# Categorical Embeddings
- Input: integers
- Output: floats
- Note: Increased dimensionality: output layer flattens back to 2D

![image](image.png)

- Categorical embeddings are an advanced type of layer, only available in deep learning libraries. They are extremely useful for dealing with high cardinality categorical data. In this dataset, the team ID variable has high cardinality. 

In [1]:
# Import all necessary libraries
import pandas as pd
import numpy as np
import tensorflow as tf
from tensorflow.keras.layers import Input, Dense, Embedding, Flatten
from tensorflow.keras.models import Model

2023-05-30 03:42:44.140696: W tensorflow/stream_executor/platform/default/dso_loader.cc:64] Could not load dynamic library 'libcudart.so.11.0'; dlerror: libcudart.so.11.0: cannot open shared object file: No such file or directory
2023-05-30 03:42:44.140720: I tensorflow/stream_executor/cuda/cudart_stub.cc:29] Ignore above cudart dlerror if you do not have a GPU set up on your machine.


In [2]:
# Read csv file for game season
games_season = pd.read_csv('datasets/games_season.csv')
games_season.head()

Unnamed: 0,season,team_1,team_2,home,score_diff,score_1,score_2,won
0,1985,3745,6664,0,17,81,64,1
1,1985,126,7493,1,7,77,70,1
2,1985,288,3593,1,7,63,56,1
3,1985,1846,9881,1,16,70,54,1
4,1985,2675,10298,1,12,86,74,1


In [3]:
games_season.shape

(312178, 8)

## Create embedding layer

In [4]:
# Imports
from tensorflow.keras.layers import Embedding
from numpy import unique

# Count the unique number of teams
n_teams = unique(games_season['team_1']).shape[0]
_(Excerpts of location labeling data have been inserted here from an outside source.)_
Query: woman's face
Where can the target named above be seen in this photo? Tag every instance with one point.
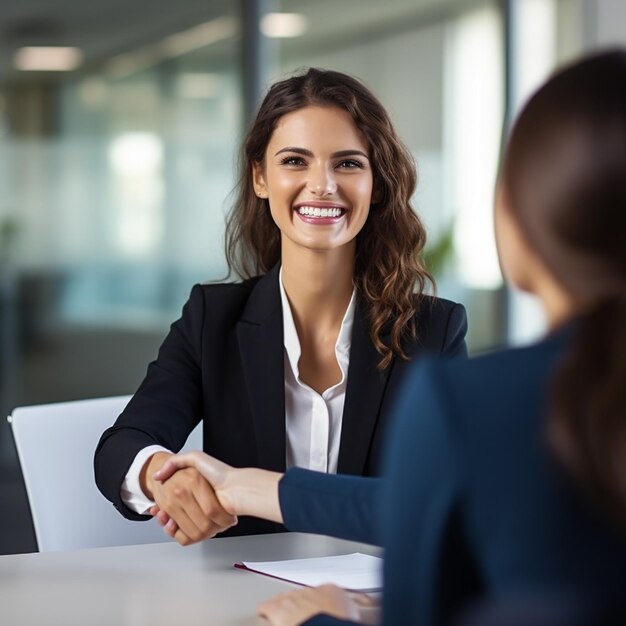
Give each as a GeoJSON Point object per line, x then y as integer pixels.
{"type": "Point", "coordinates": [317, 178]}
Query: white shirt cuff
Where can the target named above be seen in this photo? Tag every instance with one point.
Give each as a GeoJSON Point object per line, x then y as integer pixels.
{"type": "Point", "coordinates": [132, 494]}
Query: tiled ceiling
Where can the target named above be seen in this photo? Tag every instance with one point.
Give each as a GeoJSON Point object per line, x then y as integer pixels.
{"type": "Point", "coordinates": [100, 28]}
{"type": "Point", "coordinates": [105, 28]}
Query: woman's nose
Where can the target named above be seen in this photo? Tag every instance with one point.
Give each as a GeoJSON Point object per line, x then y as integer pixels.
{"type": "Point", "coordinates": [322, 183]}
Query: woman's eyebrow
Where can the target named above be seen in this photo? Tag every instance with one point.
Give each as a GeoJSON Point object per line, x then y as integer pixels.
{"type": "Point", "coordinates": [334, 155]}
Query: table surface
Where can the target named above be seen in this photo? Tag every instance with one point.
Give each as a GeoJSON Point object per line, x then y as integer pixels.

# Create an embedding layer that maps each team ID to a single number representing that team's strength
team_lookup = Embedding(input_dim=n_teams, #<-- total features to map
                        output_dim=1, #<-- output shape should be 1 dimension (as we want to represent the teams by a single rating)
                        input_length=1, #<--  input length should be 1 dimension (as each team is represented by exactly one id)
                        name='Team-Strength')

**Embedding Layer:** 
- Turns positive integers (indexes) i.e `input_dim` into dense vectors of fixed size i.e `output_dim`.
- Unlike one-hot encoding, for mapping 10888 unique teams, it requires 10888x10888 array, with _Embedding Layer_ it only requires, 10888 x output_dim = 10888x1

## Define team model

In [5]:
# Imports
from tensorflow.keras.layers import Input, Embedding, Flatten
from tensorflow.keras.models import Model

# Create an input layer for the team ID
teamid_in = Input(shape=(1,))

# Lookup the input in the team strength embedding layer
strength_lookup = team_lookup(teamid_in)

# Flatten the output
strength_lookup_flat = Flatten()(strength_lookup)

# Combine the operations into a single, re-usable model
team_strength_model = Model(teamid_in, strength_lookup_flat, name='Team-Strength-Model')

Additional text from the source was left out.